Tone gain over 13 dB

Reconfigurable to different frequencies and conditions

Abstract

In high-performance RF photonic systems, the Electro-Optic (EO) modulators play a critical role as a key component, requiring low SWaP-C and high linearity. While traditional lithium niobate (LiNbO$_3$) Mach-Zehnder Modulators (MZMs) have been extensively utilized due to their superior linearity, silicon-based EO modulators have lagged behind in achieving comparable performance.

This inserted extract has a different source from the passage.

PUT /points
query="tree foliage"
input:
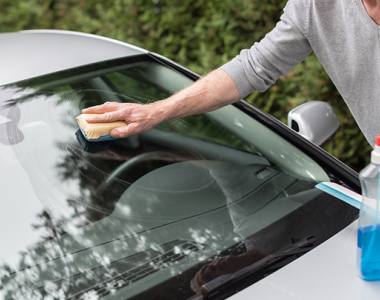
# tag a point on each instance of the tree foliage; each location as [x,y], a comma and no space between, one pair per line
[201,35]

This paper presents an experimental demonstration of a Ring Assisted Mach Zehnder Modulator (RAMZM) fabricated using a silicon photonic foundry process, addressing the performance gap. The proposed RAMZM modulator enables linearization in the optical domain and can be dynamically reconfigured to linearize around user-specified center frequency and bias conditions, even in the presence of process variations and thermal crosstalk. An automatic reconfiguration algorithm, empowered by Digital-to-Analog Converters (DACs), Analog-to-Digital Converters (ADCs), Trans-Impedance Amplifiers (TIAs), and a digital configuration engine, is developed to achieve linearization, resulting in a spurious-free dynamic range (SFDR) exceeding 113 dB.Hz$^{2/3}$. Furthermore, a biasing scheme is introduced for RAMZMs, significantly enhancing the modulation slope efficiency, which in turn yields a tone gain of over 13 dB compared to its standard operation. This reconfigurable electro-optic modulator can be seamlessly integrated into integrated RF photonic System-on-Chips (SoCs), leveraging the advantages of integration and cost-effectiveness.